昆虫の様に艶のある黒く細い足の先にある、八弥の胴体くらいはあろうか巨大な白い爪は、八弥が立っていたその位置の地面に突き刺さっていた。
「――やはり上か!」
〈撼天動地〉で、巨大な爪が突き刺さった地点から病棟の方へ五メートル近い地点に瞬間移動していた八弥は、立ち上がりながら上空を仰いだ。
そこには、墨色の空を支えるかの様に、巨大な八本の柱があった。
「流石、八卦霊皇士。一筋縄では殺せんか、くかかっ」
妙にしわがれた声が、空から聞こえた。
八弥が一層暗さを増した空を凝視すると、その声の主がゆっくりと地上に下りて来た。
声の主は、巨大な爪を持つ蜘蛛の様な八本足の消失点に居た。
八本足はいづれも声の主の背中から生えていた。本体とも言うべき声の主は、薄汚れたベージュのコートを着た、鰓張りで頬が痩けた醜悪な相を持つ中年の男であった。
「空から仕掛けてきたか」
不敵そうに微笑む八弥であったが、やや引き攣り気味の口元が動揺は隠し切れていなかった。

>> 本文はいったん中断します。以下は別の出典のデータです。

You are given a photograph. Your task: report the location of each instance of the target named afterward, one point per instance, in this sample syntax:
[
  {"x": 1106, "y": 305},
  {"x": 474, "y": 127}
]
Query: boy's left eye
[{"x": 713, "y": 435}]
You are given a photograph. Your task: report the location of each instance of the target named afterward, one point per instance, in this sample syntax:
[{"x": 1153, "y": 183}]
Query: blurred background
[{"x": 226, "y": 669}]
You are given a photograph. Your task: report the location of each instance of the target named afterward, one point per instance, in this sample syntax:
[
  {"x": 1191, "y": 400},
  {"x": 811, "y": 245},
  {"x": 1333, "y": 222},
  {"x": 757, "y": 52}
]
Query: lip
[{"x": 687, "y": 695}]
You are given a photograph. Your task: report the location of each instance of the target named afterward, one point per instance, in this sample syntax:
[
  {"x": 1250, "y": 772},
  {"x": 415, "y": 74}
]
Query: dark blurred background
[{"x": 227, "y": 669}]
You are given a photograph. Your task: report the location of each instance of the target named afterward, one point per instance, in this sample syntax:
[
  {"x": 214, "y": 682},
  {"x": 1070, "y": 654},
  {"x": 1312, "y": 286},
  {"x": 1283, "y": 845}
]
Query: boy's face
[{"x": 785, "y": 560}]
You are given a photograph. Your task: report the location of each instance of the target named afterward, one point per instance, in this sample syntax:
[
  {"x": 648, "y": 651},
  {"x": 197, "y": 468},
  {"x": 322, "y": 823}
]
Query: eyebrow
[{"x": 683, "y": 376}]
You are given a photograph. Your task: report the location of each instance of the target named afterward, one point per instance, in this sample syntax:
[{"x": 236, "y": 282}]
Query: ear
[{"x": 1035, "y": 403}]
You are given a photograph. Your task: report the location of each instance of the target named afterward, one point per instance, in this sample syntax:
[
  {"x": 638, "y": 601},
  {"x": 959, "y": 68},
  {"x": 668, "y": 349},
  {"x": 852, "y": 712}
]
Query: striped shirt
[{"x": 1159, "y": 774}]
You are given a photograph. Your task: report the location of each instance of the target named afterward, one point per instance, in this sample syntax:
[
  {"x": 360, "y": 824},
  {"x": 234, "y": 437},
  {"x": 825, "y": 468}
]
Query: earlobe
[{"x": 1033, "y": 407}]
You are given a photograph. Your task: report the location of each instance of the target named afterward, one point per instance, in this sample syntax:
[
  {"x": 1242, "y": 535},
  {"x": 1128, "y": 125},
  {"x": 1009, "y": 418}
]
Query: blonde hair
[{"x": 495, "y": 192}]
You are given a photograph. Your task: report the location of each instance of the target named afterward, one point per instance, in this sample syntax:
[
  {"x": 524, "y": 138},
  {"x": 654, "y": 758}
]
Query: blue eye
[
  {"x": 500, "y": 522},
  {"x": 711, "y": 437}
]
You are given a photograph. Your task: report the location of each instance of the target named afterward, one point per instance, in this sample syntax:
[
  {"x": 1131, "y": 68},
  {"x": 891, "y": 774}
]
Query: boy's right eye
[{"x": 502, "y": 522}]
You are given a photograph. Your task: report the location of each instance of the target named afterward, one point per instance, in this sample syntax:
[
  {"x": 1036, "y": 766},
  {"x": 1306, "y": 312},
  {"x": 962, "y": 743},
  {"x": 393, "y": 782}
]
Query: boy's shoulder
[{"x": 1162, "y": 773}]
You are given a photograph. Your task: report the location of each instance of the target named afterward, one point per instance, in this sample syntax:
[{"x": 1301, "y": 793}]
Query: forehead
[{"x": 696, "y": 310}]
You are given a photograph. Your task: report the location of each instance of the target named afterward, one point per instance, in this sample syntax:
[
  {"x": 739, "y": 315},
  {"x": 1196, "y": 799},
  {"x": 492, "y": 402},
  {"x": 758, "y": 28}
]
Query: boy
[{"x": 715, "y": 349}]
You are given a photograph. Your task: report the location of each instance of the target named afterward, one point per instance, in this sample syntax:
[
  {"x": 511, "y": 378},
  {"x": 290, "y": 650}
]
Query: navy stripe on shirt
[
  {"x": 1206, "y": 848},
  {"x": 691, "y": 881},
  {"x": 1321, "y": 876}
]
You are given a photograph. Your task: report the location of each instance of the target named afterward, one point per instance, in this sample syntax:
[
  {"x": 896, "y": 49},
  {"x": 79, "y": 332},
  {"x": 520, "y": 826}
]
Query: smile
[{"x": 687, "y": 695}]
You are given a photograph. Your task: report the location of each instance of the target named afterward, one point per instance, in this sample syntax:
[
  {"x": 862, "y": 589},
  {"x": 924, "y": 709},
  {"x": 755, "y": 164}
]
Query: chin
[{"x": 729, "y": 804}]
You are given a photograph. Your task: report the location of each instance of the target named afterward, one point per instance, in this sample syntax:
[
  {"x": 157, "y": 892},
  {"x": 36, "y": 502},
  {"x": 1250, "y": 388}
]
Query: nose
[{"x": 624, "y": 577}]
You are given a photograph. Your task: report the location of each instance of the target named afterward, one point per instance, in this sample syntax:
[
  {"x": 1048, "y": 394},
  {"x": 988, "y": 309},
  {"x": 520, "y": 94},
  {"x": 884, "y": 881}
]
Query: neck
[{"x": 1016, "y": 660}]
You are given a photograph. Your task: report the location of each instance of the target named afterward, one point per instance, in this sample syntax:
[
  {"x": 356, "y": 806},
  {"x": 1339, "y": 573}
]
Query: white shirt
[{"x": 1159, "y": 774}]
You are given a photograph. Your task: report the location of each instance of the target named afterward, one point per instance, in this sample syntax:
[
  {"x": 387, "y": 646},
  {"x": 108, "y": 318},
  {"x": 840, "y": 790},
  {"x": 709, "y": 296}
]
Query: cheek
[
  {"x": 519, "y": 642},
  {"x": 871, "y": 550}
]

漫画にしか出て来ない様な巨大な蜘蛛を背負った醜悪な男というインパクトは、滅多な事では動じない八弥ですら困惑せずにはいられない様である。
「成る程。爪先から出ている糸を建物の間に張り巡らせ、その上に乗っていたから、大地の聖霊皇も刺客の存在に気付かなかった様ね」
「儂の名はスレイ。お前らの言う『日死』から来た男じゃ。しかし成る程、レンの言った通りべっぴんじゃのぅ」
「あら、光栄だわね」
八弥は思わず綻びる。敵とは言え、蜘蛛男スレイがお世辞抜きで褒めてくれた事は判っていた。悪い気がしないのは、男勝りと言われてもやはり女性と言うべきか。
「このまま殺すのが惜しくなった。儂がよがり殺してくれようぞ、かっかっかっ」
「生憎だけどあたし、おぢさん趣味は無いの」
好色そうな邪笑を浮かべてこちらを見つめるスレイに、やにわに冷めた貌を見せた八弥は再び地聖環を手にして構えた。

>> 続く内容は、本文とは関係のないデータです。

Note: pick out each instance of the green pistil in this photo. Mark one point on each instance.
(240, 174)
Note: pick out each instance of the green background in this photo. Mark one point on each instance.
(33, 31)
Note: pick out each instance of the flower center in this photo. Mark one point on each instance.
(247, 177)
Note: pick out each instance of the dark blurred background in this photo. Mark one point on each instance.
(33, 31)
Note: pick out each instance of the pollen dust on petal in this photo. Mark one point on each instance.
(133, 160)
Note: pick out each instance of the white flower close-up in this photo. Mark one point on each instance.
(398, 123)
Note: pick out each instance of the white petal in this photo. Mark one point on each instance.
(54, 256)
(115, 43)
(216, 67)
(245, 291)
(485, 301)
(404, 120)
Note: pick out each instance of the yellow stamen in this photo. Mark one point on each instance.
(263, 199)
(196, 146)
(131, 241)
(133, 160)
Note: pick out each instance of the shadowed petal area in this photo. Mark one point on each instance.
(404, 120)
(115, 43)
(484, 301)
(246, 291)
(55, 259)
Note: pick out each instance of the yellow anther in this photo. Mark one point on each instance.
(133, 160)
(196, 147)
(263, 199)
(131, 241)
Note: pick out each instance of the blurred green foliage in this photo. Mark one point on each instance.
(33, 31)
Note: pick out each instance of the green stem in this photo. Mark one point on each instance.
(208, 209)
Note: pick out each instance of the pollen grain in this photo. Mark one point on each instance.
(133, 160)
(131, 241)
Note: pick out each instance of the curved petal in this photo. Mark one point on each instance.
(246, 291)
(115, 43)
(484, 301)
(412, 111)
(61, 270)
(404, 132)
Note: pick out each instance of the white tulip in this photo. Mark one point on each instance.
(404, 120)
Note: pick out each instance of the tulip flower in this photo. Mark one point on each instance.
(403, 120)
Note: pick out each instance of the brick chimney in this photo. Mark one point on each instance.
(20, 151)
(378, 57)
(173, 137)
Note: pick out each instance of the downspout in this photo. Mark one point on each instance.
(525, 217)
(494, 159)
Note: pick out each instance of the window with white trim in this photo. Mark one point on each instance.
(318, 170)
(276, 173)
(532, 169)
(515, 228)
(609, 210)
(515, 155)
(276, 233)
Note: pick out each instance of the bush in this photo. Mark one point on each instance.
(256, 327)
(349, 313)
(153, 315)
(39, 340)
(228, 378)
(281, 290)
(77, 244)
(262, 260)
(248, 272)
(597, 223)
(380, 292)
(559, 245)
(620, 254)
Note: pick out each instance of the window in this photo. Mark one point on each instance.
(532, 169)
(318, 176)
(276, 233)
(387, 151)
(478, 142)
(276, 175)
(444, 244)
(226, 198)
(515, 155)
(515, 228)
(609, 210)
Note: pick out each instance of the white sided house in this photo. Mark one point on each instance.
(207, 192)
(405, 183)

「あんたもあの魔女の後を追わせて上げるわ!覚悟しなっ!」
両手に地聖環を一つづつ持った八弥は、怪蜘蛛の本体であるスレイを狙って飛び掛かる。
だが、スレイは背負う巨大な足に上空へ、すい、と持ち上げられ、八本足もまたその勢いに乗って宙に浮き上がる。
目に見えるか見えないか程度の糸に、爪先だけで全体重を乗せていた巨大蜘蛛男スレイの軽い身のこなしを、八弥は認識していなかったか。
それは、否、である。
「〈地聖環〉――〈抜山蓋世〉!!」
丁度浮き上がったスレイの真下に飛び込んだ八弥は、左手に持つ地聖環を足元の地面に落とす。地聖環が黄金色の粒子を垂直に引いて地面に落ちると、次に八弥は残りの地聖環を握り締める右手を、地表の黄金色の輪郭の中心に屈みながら叩き付けた。
それは黄金色の輪郭を持った大地の口が咆哮したと言うべきか。
地表に落ちた地聖環が区切った内側の地面が爆発し、間欠泉よろしく黄金色の火柱を天高く吹き上げたのである。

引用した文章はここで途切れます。